Aloha! You're speaking to Dr. Michael Salkin
I'm sorry to hear of this with Honey. You've described a doxi suffering from cervical (neck) intervertebral disk disease - a "slipped disk". If she has completely lost the use of her front legs, Honey is a surgical candidate; in other words, the disk(s) that is compressing her spinal cord and causing her paralysis
would be removed. Time is of the essence in these patients. The sooner surgical compression is performed, the better her prognosis.
Here are important facts for you to note:
The most important prognostic indicator for paralyzed dogs - usually due to degenerative disk disease in a 6 year old doxi - is the presence or absence of nociception (deep pain). This assessment is always subjective but apparent loss of sensation caudal (behind) the level of spinal cord injury suggests the possibility for permanent paralysis regardless of treatment. Approximately 50% of dogs in this condition recover if treated with decompressive surgery.
Approximately 90-97% of dogs with intact nociception, even if they're paraplegic or tetraplegic, recover fully or nearly fully with surgical decompression. However, the time frame for recovery is extremely variable (few days to many months).

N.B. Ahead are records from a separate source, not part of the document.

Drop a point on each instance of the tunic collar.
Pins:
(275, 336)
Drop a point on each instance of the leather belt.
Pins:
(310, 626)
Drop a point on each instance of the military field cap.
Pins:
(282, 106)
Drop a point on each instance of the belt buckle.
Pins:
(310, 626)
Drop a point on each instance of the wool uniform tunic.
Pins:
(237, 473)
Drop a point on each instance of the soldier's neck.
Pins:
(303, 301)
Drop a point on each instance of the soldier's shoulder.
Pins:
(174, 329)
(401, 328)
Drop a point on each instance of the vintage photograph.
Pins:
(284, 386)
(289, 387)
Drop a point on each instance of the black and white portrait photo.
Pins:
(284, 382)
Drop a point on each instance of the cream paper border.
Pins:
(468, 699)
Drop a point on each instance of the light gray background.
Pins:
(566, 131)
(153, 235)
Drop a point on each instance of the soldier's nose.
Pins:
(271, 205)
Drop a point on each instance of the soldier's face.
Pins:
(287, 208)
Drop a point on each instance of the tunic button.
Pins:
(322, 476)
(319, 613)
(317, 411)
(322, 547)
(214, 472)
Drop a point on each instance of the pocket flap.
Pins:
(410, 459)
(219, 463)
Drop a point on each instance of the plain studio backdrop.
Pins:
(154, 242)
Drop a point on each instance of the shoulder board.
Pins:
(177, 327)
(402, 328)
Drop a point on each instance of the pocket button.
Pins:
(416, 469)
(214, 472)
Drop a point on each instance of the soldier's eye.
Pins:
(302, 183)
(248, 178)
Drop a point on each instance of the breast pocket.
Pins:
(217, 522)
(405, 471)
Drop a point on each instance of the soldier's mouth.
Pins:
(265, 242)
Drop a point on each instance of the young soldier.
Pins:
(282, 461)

With nonsurgical treatment about 85% of ambulatory and 50% of nonambulatory (but retaining pain perception) dogs ultimately recover.
The recurrence rate (i.e., a new disk extrusion at a different level) is low in nonchondrodystrophic breeds (non "pushed-in faces" breeds), although some of these dogs (especially German shepherds
) may have initial signs attributable to disk disease at multiple levels simultaneously. For chondrodysplastic breeds treated with surgical decompression, recurrence rates vary from 5-20%. The recurrence rate for medically managed patients is about 40%.
Dogs with signs attributable to ascending-descending myelomalacia due to bleeding
in the spinal cord have a poor prognosis.
Please respond with further questions or concerns if you wish.